Le rhum blanc de Guadeloupe
La Guadeloupe produit des rhums blancs agricoles sous IGP, avec une liberté technique plus grande que l'AOC martiniquaise. Résultat : des profils plus larges et rustiques, souvent embouteillés à 50° ou 59°, portés par des maisons indépendantes comme Longueteau, Montebello ou Bologne et par une nouvelle génération de micro-distilleries.
- Matière première
- Pur jus de canne (vesou)
- Style dominant
- Agricole, large et rustique
- Appellations
- IGP Rhum de Guadeloupe
- Distilleries citées
- Damoiseau, Longueteau, Montebello, Bologne, Reimonenq, Papa Rouyo
L’autre grande île du rhum agricole
Face à la Martinique et son AOC, la Guadeloupe a choisi une voie plus souple : une IGP qui garantit l’origine et le pur jus de canne, sans imposer le même carcan technique. Chaque distillerie garde ses habitudes — variétés de canne, durées de fermentation, colonnes différentes — et cette liberté s’entend dans le verre : les blancs guadeloupéens sont moins uniformes, souvent plus larges et plus terriens que leurs voisins martiniquais.
Le style guadeloupéen
Au nez, la canne se fait plus mûre qu’en Martinique : fruits jaunes, sucre de canne humide, parfois une pointe fumée. En bouche, beaucoup de cuvées privilégient la puissance — le 59°, degré fétiche de l’île chez Damoiseau notamment, y est bien plus courant qu’ailleurs. Un ti-punch guadeloupéen est rarement timide.

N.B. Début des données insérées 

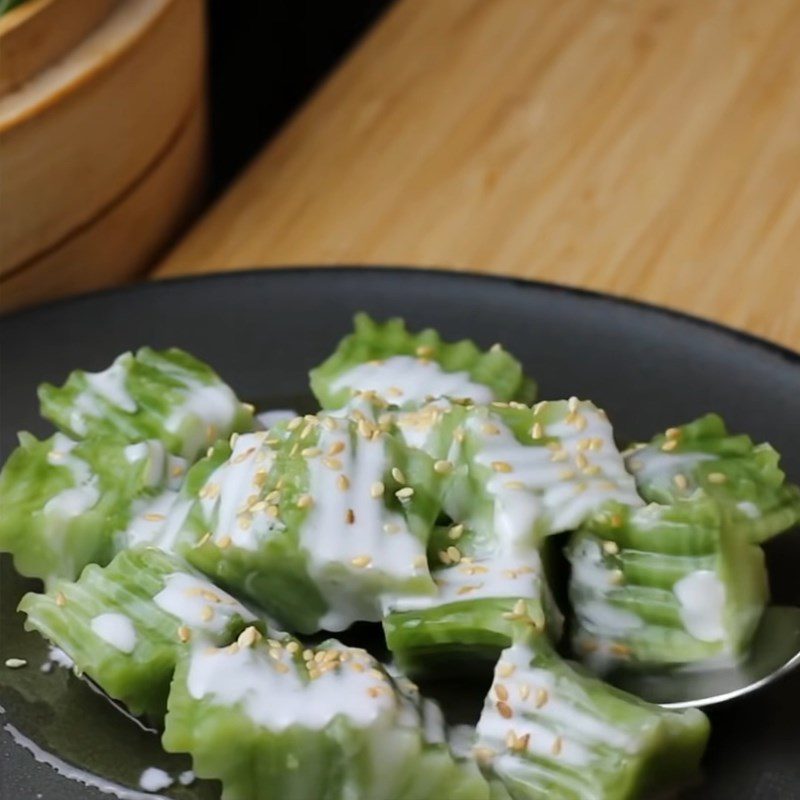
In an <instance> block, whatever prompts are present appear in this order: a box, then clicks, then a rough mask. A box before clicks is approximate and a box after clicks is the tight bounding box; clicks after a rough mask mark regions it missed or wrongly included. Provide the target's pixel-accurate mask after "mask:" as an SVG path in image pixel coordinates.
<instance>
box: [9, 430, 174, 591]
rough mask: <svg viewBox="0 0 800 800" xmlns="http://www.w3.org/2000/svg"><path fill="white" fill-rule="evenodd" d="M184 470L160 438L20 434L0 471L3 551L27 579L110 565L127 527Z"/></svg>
mask: <svg viewBox="0 0 800 800" xmlns="http://www.w3.org/2000/svg"><path fill="white" fill-rule="evenodd" d="M184 469H185V463H184V462H183V460H182V459H180V458H176V457H174V456H170V455H169V454H168V453H167V452H166V451H165V450H164V447H163V445H162V444H161V443H160V442H158V441H153V440H151V441H148V442H141V443H138V444H135V445H126V444H124V443H122V442H115V441H107V440H106V439H95V438H93V439H86V440H84V441H80V442H76V441H74V440H72V439H69V438H68V437H67V436H65V435H64V434H61V433H57V434H55V435H54V436H51V437H50V438H49V439H47V440H45V441H39V440H37V439H36V438H34V437H33V436H31V435H30V434H25V433H23V434H20V445H19V447H17V449H16V450H14V452H13V453H12V454H11V456H10V457H9V459H8V460H7V461H6V463H5V465H4V466H3V469H2V472H0V506H2V509H3V513H2V515H0V551H5V552H9V553H11V554H12V556H13V557H14V565H15V567H16V569H17V571H18V572H20V573H21V574H23V575H27V576H28V577H34V578H41V579H43V580H44V581H45V582H46V583H48V584H49V583H51V582H52V581H53V580H54V579H56V578H67V579H70V580H72V579H74V578H76V577H77V576H78V575H79V574H80V572H81V570H82V569H83V567H85V566H86V565H87V564H90V563H98V564H101V565H102V564H107V563H108V562H109V561H110V560H111V558H112V557H113V556H114V554H115V553H116V552H117V550H118V549H119V548H120V547H121V546H124V531H125V530H126V528H127V527H128V525H129V524H130V522H131V521H132V520H133V519H134V518H135V517H136V516H137V514H139V513H140V512H142V511H143V510H144V509H145V508H148V507H149V506H150V505H151V504H152V502H153V501H154V499H155V497H156V496H158V495H160V494H161V493H162V492H165V491H169V490H170V487H171V486H174V485H175V480H176V478H175V477H174V474H175V473H176V472H179V473H180V474H182V472H183V471H184Z"/></svg>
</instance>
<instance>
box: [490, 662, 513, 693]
mask: <svg viewBox="0 0 800 800" xmlns="http://www.w3.org/2000/svg"><path fill="white" fill-rule="evenodd" d="M514 670H516V666H515V665H514V664H510V663H509V662H508V661H500V662H499V663H498V665H497V667H496V669H495V672H497V674H498V675H499V676H500V677H501V678H510V677H511V676H512V675H513V674H514ZM503 699H504V698H503Z"/></svg>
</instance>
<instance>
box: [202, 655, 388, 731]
mask: <svg viewBox="0 0 800 800" xmlns="http://www.w3.org/2000/svg"><path fill="white" fill-rule="evenodd" d="M342 649H345V650H347V652H348V653H349V660H348V661H347V662H346V663H343V664H341V665H340V666H339V667H337V668H336V669H332V670H330V671H327V672H324V673H323V674H321V675H320V676H319V677H318V678H316V679H314V680H310V681H309V680H308V679H307V678H305V677H301V675H300V669H303V668H301V667H298V666H297V665H296V664H295V662H294V659H293V658H292V656H291V655H290V654H289V653H287V652H286V650H284V649H280V650H277V651H273V652H274V654H275V657H271V656H270V655H268V651H267V648H266V647H240V648H238V650H236V652H230V650H227V649H224V650H209V649H207V648H205V647H202V648H200V647H198V648H196V649H195V650H193V652H192V656H191V663H190V666H189V674H188V680H187V685H188V690H189V694H190V695H191V696H192V697H194V698H195V699H197V700H200V699H202V698H204V697H210V698H211V699H212V700H213V701H214V702H215V703H216V704H219V705H224V706H240V707H241V709H242V711H243V712H244V713H245V714H247V716H248V717H250V719H252V720H253V722H255V723H257V724H258V725H261V726H263V727H265V728H267V729H269V730H272V731H281V730H285V729H286V728H288V727H290V726H292V725H299V726H301V727H305V728H311V729H313V730H319V729H322V728H324V727H325V726H326V725H328V724H329V723H331V722H332V721H333V720H334V719H335V718H336V717H337V716H339V715H342V716H344V717H347V718H348V719H349V720H352V721H353V722H354V723H355V724H356V725H357V726H359V727H368V726H371V725H376V724H383V725H386V726H389V725H393V724H394V717H395V694H394V691H393V690H392V689H391V684H390V683H388V682H387V680H386V679H385V678H380V677H377V675H380V674H381V673H380V672H378V673H377V675H376V673H375V668H376V667H377V666H378V665H377V662H375V661H374V659H372V658H371V657H370V656H369V654H368V653H366V652H364V651H363V650H356V649H353V648H342ZM279 664H281V665H283V667H279V666H276V665H279ZM354 665H356V666H354ZM281 669H284V670H285V671H280V670H281ZM359 670H360V671H359Z"/></svg>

Basse-Terre volcanique et humide (Bologne, Longueteau) et Grande-Terre calcaire et sèche (Damoiseau) donnent par ailleurs des cannes différentes — une géologie qui commence à être revendiquée en parcellaire, notamment chez Longueteau avec ses sélections de parcelles.
Une nouvelle génération
À côté des maisons historiques, des projets récents comme Papa Rouyo travaillent en micro-cuvées : fermentations longues, levures indigènes, embouteillages bruts. La Guadeloupe est aujourd’hui l’un des terrains les plus créatifs du rhum blanc français.
Par où commencer ?
Un blanc à 50° ou 55° de Longueteau ou de Bologne pour le style, un 59° de Damoiseau pour comprendre le tempérament local. En ti-punch d’abord — c’est l’usage pour lequel ces rhums sont nés.